Lorsque l’on parle de conservation et de protection des espèces animales en voie d’extinction, il est regrettable d’établir des hiérarchies, en affirmant que certains groupes méritent plus d’attention que d’autres. Or dans certains cas, c’est inévitable : si une espèce est vouée à disparaître dans une cinquantaine d’années et une autre dans dix, il est évident que la seconde devient plus « urgente ».
Pour l’instant, selon les évaluations de l’IUCN et de sa Liste Rouge, le groupe de vertébrés les plus menacés et, donc, la priorité absolue en matière de conservation, sont les amphibiens. Une nouvelle étude publiée dans PLOS Biology propose toutefois une vision alternative : selon l’indice développé par l’écologue Gabriel Henrique de Oliveira Caetano, la véritable priorité de l’avenir immédiat concerne les reptiles.
Protéger tous les êtres vivants. Cela devrait être évident mais il convient de le rappeler une fois de plus : toutes les espèces animales et végétales méritent d’être protégées et conservées, surtout à une époque comme la nôtre où les changements climatiques, la destruction des habitats, la surexploitation des écosystèmes et les activités humaines conduisent au déclin (et même à l’extinction) d’un pourcentage inquiétant d’espèces vivantes, et à des rythmes que l’on n’avait pas connus depuis l’ère des dinosaures. Et en France aussi, ces pressions se font sentir, appelant à des efforts renforcés pour préserver la biodiversité sur le territoire et ses territoires ultramarins.

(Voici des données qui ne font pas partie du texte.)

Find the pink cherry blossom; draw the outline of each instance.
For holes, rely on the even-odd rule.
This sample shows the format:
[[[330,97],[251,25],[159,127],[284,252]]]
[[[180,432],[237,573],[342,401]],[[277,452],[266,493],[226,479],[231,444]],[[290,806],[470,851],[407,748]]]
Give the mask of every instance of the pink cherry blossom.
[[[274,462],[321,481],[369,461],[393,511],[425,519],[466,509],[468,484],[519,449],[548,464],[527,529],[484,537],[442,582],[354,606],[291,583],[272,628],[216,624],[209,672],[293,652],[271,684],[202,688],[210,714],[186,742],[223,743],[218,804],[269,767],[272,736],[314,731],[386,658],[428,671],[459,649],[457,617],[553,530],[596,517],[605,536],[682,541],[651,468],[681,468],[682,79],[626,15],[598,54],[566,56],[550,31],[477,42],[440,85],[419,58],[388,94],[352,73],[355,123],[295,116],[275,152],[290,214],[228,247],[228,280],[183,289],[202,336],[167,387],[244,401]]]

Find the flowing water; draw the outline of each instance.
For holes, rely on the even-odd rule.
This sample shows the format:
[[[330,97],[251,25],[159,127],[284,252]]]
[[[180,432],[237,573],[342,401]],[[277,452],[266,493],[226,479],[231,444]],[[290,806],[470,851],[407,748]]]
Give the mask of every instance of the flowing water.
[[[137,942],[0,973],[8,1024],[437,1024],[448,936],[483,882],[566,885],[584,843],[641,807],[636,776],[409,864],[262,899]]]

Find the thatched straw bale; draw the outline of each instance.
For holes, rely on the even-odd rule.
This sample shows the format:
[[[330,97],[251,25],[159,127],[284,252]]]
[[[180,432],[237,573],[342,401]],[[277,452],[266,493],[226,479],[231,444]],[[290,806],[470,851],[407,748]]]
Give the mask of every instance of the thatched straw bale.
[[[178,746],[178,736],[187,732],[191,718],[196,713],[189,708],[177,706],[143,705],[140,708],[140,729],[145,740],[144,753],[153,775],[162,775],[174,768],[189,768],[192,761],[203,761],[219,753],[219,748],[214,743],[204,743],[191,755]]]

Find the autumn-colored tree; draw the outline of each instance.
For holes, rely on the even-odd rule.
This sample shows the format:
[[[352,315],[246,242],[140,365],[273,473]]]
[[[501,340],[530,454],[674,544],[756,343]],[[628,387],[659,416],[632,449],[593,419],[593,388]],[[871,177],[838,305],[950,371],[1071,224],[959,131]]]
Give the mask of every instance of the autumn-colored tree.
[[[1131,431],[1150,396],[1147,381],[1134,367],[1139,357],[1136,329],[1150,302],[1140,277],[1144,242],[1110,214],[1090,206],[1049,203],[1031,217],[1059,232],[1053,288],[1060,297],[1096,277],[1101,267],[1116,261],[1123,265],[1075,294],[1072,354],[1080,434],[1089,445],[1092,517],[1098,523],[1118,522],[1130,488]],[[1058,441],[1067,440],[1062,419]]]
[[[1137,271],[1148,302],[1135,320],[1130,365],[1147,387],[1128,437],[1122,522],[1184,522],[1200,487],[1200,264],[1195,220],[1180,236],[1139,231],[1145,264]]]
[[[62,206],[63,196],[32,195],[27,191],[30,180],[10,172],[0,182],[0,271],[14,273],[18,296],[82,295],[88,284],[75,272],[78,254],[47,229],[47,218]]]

Étudier les extinctions. Cela dit, comme évoqué plus haut, il existe des priorités. Selon Caetano, ces priorités sont établies selon des critères à revoir : la plupart des modèles qui calculent le risque d’extinction d’une espèce se basent sur le déclin de la population jusqu’à présent, alors que l’écologue estime qu’il faut insérer dans les modèles des projections sur la manière dont les menaces actuelles évolueront à l’avenir. C’est à partir de ce cadre théorique que naît le Proactive Conservation Index (PCI), qui prend en compte, dans l’évaluation du risque d’extinction d’une espèce, les menaces qui pèsent aujourd’hui mais aussi celles qui peseront demain.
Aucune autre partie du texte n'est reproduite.